The .nf-core.yml file is used to specify the repository type and manage linting tests.

.nf-core.yml
repository_type: pipeline

By default, the .nf-core.yml file will only show the repository is a pipeline. However, if the template is customized and parts of the template are removed, this file needs to be modified for linting tests to pass.

3.2.4 nextflow_schema.json

The nextflow_schema.json is a file used to store parameter related information including type, description and help text in a machine readable format. This file is used for various purposes, including automated parameter validation, help text generation, and interactive parameter form rendering in UI interfaces.

3.2.5 GitHub actions workflows

Automated workflows are an important part of the nf-core pipeline template.

By default, the template comes with several automated tests that utilize GitHub Actions, each of which are configured in the .github/workflows folder:

  • branch.yml: Sets the branch protection for the nf-core repository
  • ci.yml: Run small pipeline tests with the small test datasets
  • clean-up.yml: Automated testing for stale and closed GitHub issues and PRs in the nf-core repo
  • download_pipeline.yml: Test a pipeline download with nf-core download.
  • fix-linting.yml: Fix linting by adding a comment to a PR
  • linting_comment.yml: Triggered after the linting action and posts an automated comment to the PR, even if the PR is coming from a fork
  • linting.yml: Triggered on pushes and PRs to the repository and runs nf-core lint and markdown lint tests to ensure that the code meets the nf-core guidelines
  • release-announcements.yml: Automatic release toot and tweet announcements for nf-core pipeline releases

Notably, many of these tests are only configured for the nf-core repo. However, they can be modified for your repository or ignored if they are superfluous to your requirements.

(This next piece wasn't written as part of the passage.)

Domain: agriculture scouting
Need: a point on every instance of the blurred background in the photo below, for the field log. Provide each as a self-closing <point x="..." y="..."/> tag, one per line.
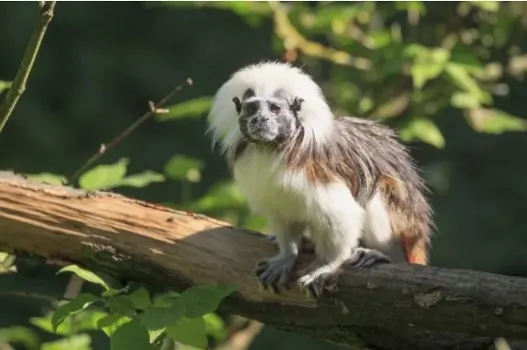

You can read more about creating and modifying workflows on the GitHub Actions documentation webpage.

Note

To enable these workflows you need to click Enable Actions on this Repository under the Actions tab in your GitHub repository.

Deleting Workflows

Even though many of these action workflows are not relevant for private repositories, it is recommended to keep them in place to prevent nf-core lint from throwing errors.